Aufpassen auf Surfer und Paddler
Wenig später deutet der Kapitän auf eine Strandregion vor der Insel. "Hier sind im Sommer viele Surfer und Paddler, da möchte ich, dass du gut aufpasst und beobachtest und mir sofort mitteilst, wenn du etwas siehst". Chris muss wissen "auf was es ankommt, wenn er hier oben sitzt, das bringen wir ihm aber bei", sagt Gerrit Vöge und nimmt Kurs auf Sylt, ehe von dort später die komplette Tour zurück startet.
Sehr lange Arbeitstage in der Sommersaison
Für Chris bedeutet sein neuer Job an Bord nicht nur jede Menge frische Seeluft und Wattenmeer-Genuss, sondern auch Zwölf-Stunden-Tage während der Sommersaison. Dafür wartet im Winter viel Freizeit.
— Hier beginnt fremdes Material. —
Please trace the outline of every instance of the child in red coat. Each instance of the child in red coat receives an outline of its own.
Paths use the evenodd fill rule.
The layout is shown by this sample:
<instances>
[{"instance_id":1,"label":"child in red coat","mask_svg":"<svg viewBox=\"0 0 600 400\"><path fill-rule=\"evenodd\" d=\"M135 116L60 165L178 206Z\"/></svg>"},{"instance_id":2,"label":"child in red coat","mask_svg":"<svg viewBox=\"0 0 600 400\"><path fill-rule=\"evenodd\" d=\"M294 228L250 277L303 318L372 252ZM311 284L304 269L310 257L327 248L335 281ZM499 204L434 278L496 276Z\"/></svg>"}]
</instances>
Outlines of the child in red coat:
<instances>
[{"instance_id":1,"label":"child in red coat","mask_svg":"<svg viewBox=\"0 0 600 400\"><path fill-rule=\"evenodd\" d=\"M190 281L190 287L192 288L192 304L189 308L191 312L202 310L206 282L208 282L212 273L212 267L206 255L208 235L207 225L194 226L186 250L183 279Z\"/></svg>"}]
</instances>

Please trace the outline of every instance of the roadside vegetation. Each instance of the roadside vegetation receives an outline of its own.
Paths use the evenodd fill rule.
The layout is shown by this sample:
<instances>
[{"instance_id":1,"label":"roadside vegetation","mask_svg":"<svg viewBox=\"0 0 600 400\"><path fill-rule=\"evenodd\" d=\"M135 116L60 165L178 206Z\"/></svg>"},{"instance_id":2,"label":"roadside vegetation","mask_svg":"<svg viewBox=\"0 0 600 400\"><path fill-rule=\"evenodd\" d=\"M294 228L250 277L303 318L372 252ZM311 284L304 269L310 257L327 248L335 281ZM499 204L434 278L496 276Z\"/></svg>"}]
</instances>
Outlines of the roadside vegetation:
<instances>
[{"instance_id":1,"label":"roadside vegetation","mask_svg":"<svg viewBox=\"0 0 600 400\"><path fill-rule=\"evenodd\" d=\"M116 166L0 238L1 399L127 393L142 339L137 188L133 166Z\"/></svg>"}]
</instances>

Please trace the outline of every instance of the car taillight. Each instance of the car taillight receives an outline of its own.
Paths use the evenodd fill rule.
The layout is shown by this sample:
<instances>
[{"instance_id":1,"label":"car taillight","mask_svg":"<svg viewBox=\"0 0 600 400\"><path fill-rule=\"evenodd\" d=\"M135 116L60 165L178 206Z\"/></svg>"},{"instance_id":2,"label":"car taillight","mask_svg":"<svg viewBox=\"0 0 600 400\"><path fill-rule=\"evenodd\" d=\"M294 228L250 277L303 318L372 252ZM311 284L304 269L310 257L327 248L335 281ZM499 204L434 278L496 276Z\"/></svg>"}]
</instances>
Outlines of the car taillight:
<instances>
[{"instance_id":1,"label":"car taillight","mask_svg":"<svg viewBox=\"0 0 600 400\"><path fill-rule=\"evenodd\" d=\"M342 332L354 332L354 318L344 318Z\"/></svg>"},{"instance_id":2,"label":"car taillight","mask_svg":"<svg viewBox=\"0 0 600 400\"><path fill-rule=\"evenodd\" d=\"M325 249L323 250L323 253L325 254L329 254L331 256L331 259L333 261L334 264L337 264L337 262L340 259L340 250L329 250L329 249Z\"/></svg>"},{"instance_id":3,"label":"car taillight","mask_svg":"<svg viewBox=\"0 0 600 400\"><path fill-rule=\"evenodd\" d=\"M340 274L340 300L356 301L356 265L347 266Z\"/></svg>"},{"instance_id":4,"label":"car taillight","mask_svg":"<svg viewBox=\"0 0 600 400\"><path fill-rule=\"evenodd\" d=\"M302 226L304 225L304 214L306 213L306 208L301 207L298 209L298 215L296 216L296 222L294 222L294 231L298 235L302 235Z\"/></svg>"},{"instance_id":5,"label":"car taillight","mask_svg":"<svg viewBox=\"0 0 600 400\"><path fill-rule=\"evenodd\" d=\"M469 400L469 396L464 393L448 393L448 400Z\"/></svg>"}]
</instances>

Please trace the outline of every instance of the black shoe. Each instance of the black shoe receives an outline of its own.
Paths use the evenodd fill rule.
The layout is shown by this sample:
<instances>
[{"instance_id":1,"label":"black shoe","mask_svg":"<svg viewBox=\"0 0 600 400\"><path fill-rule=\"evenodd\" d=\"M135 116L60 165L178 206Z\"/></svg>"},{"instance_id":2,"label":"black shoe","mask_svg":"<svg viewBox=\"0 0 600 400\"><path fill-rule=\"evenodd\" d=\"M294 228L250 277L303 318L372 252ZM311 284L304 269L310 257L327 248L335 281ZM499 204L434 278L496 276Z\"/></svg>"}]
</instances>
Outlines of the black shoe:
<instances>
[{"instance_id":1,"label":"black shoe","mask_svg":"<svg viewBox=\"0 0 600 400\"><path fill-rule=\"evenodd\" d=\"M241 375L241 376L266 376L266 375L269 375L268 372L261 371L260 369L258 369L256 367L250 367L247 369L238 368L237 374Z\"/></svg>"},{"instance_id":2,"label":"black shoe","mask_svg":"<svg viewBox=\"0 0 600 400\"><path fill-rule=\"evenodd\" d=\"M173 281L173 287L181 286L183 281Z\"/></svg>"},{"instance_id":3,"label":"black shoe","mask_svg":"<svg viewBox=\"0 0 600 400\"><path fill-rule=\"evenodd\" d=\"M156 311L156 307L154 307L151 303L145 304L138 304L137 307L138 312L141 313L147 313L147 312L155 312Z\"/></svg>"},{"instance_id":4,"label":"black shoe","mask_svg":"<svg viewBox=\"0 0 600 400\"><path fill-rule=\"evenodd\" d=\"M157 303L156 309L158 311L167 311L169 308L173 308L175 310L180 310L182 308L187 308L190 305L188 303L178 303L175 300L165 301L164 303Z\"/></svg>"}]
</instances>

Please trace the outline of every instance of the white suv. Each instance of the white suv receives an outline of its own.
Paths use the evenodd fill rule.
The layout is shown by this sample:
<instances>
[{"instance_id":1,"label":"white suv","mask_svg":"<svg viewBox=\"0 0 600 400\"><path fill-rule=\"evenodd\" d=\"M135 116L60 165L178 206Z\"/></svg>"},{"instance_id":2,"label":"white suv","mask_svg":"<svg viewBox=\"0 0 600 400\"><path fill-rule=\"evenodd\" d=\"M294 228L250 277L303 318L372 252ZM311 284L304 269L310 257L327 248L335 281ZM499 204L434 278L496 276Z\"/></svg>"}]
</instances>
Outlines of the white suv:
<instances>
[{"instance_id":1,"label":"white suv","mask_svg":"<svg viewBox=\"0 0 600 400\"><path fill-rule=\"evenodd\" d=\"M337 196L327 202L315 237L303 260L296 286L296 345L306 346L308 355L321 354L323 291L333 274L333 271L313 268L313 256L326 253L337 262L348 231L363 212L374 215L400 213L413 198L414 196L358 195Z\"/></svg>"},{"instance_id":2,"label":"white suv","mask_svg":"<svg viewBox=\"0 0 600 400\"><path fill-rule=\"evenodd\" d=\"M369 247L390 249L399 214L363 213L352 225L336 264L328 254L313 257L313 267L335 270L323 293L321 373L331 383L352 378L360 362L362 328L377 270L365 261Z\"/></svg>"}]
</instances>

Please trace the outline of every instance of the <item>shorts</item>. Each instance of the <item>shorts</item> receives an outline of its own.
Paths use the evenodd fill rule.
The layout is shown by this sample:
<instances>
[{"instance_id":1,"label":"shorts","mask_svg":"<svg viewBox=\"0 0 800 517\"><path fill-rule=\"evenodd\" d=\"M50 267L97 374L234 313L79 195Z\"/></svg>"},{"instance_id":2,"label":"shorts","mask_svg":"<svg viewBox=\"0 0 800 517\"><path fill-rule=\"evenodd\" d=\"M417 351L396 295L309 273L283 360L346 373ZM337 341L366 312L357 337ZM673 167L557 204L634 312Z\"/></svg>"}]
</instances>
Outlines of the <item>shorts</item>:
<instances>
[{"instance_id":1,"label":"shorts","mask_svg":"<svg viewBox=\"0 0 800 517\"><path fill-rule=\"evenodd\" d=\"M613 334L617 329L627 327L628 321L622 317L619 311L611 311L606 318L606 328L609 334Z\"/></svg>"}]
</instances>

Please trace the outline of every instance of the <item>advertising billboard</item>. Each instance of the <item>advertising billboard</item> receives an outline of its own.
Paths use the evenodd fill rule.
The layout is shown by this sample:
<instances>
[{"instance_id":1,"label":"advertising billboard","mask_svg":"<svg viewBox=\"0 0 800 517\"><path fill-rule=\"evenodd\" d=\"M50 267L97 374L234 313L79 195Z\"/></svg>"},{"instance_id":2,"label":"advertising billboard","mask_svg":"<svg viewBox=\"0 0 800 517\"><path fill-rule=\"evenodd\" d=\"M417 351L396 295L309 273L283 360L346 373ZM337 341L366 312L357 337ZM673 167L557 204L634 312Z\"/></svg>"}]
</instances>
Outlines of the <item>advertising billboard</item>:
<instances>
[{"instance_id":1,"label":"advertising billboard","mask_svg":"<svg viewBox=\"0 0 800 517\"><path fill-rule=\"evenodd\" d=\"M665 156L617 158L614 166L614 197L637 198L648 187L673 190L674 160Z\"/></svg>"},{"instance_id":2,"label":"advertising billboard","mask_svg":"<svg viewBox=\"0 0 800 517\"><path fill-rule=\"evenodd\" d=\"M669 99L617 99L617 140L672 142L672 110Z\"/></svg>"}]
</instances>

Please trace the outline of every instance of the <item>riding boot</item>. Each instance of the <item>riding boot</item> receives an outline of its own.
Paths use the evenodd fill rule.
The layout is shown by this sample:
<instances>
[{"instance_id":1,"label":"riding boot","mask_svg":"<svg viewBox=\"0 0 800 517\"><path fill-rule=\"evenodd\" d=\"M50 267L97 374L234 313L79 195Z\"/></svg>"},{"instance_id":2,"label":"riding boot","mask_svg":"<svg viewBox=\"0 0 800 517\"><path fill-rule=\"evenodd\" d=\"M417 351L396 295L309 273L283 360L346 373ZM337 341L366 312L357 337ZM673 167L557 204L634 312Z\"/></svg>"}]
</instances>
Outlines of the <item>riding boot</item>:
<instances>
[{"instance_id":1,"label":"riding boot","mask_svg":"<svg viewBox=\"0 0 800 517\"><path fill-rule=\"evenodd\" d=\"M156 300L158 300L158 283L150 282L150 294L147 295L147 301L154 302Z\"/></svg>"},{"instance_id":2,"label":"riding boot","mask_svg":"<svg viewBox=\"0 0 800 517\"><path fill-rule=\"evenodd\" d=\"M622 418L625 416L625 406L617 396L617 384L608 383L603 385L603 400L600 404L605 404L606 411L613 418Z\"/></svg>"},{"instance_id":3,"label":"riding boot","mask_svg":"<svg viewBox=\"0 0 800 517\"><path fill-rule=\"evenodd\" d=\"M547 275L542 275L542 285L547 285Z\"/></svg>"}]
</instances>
Zwei Saisons wird der 31-Jährige auf der Adler-Express unterwegs sein, dann geht es auf die Fachschule für Seefahrt nach Flensburg, wo er sechs Monate lang Nautik büffeln wird. Und wenn Chris erfolgreich ist und Nautischer Offizier wird, dann hat er später die Möglichkeit, nach genügend Zeit auf See und zusätzlicher Qualifikation das Kapitänspatent zu machen und gutes Geld zu verdienen.
"Step by Step": Erstmal einen Schritt nach dem anderen
Doch so weit denkt Chris noch nicht, zumal ja die Gehälter in der Schifffahrt je nach Route und Reederei sehr unterschiedlich sind. Nein, sagt Chris, er wolle es erstmal "Step by Step" angehen - zieht sich wieder die Schwimmweste an und macht sich bereit, um am Hafen von Hörnum auf Sylt die nächsten Gäste an Bord zu begrüßen.